Over the last decade, many scholars have opted for constructivism and associated approaches to examine empirical puzzles of South Asia. This is a marked change from the previous works that generally relied on the concepts of BoP and the security dilemma to explain regional politics and inter-state relations. With new literature, there is greater cognizance of the complexities in South Asia's inter-state relations and intra-state affairs. At the same time, there is a greater acknowledgement that endogenous and ideational factors augment one's understanding of regional politics. The following section provides an overview of Constructivism-guided studies over the last decade and their contributions to explaining South Asian IR. The larger section is sub-divided into smaller sections, based on the fundamental tenets of constructivism: Identity, norms, and ideas.
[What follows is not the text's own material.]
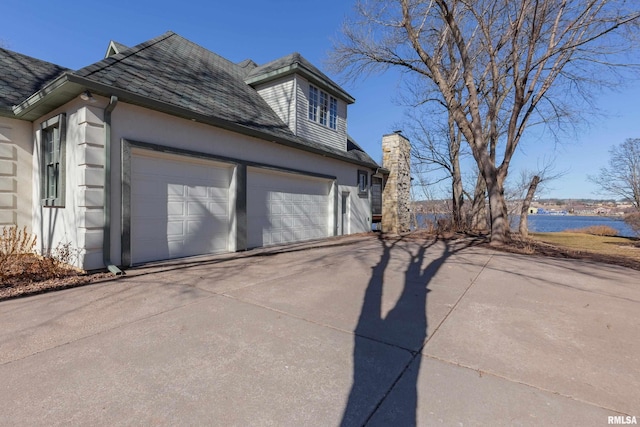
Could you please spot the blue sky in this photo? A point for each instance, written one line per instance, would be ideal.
(76, 36)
These sub-sections demonstrate how scholars and analysts have used each concept to explain contemporary South Asian IR comprehensively.
In the last ten years, the concept of identity has gained considerable attention from the community of IR scholars and foreign policy analysts. That noted, a great deal of the emerging literature concentrates on security issues. This is an expected trend considering most constructivism-centric studies on South Asian IR begin by challenging existing Realist accounts on regional security issues and offering better explanations. 26 Another aspect of constructivism-driven studies is the lopsided attention toward India and Pakistan with limited attention on other states in the region. This practice persists despite some recent works that break the tradition and analyze the policies of Bhutan, Maldives, and Sri Lanka. Nevertheless, by studying ideational determinants of state behavior, contemporary works have provided new insights on previously analyzed issues and explored new areas of inquiry.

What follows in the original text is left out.